New hires as a percentage of employment hasn’t really changed since the Fed embarked on its third round of bond purchases (QE3).
“The hiring rate is also trending well below levels commonly observed before the recession,” said Soss. “This explains why jobless claims-based regressions have been persistently overestimating payroll growth by a substantial margin this cycle”
4) Quit Rate
Yellen: “…a pickup in the quit rate, which also remains at a low level, would signal that workers perceive that their chances to be rehired are good–in other words, that labour demand has strengthened.”
The quit rate and the rate of job leavers have been on the rise since recovery started in 2009.
5) Economic Growth
Yellen: “I also intend to consider my forecast of the overall pace of spending and growth in the economy. A decline in unemployment, when it is not accompanied by sufficiently strong growth, may not indicate a substantial improvement in the labour market outlook. Similarly, a convincing pickup in growth that is expected to be sustained could prompt a determination that the outlook for the labour market had substantially improved even absent any substantial decline at that point in the unemployment rate.”
When the recovery began, GDP growth was outpacing employment gains in what many dubbed the jobless recovery. More recently, those roles appear to have reversed.

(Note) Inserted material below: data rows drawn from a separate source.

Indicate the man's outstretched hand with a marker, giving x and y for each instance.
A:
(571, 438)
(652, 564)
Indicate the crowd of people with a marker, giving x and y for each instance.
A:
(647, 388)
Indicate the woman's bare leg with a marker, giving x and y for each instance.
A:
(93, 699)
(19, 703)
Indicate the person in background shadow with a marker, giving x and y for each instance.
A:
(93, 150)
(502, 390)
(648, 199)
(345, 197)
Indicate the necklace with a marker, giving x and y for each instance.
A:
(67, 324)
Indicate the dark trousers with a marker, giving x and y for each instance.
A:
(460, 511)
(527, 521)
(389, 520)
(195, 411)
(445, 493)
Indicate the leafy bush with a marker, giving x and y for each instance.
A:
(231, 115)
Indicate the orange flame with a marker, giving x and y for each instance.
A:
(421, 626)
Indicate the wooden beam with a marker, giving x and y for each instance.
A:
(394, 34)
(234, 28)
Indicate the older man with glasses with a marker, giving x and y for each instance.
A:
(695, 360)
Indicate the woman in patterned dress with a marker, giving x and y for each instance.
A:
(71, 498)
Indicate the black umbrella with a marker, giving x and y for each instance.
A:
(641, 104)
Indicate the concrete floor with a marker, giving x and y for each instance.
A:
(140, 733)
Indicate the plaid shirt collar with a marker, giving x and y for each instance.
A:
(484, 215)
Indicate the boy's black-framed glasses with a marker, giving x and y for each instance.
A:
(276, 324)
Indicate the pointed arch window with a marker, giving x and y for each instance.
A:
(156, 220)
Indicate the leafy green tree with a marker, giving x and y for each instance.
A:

“Job growth has been overshooting GDP growth by a substantial margin this year,” said Soss. “And while there are numerous hypotheses as to why that might be happening (lower productivity, doubling-up of part-time workers due to Obamacare concerns, and others), none are entirely convincing. One concern has to be that job growth (which lags GDP) could “catch-down” to the lower run rate of GDP growth (or be revised down in due course).”
So, while the Fed has said it would consider a 6.5% unemployment rate as a threshold to guide monetary policy, it’s clear that the dynamics underlying that number send a much more ambiguous message.
By the way, the new JOLTS report will be published on Tuesday at 10:00 a.m. ET.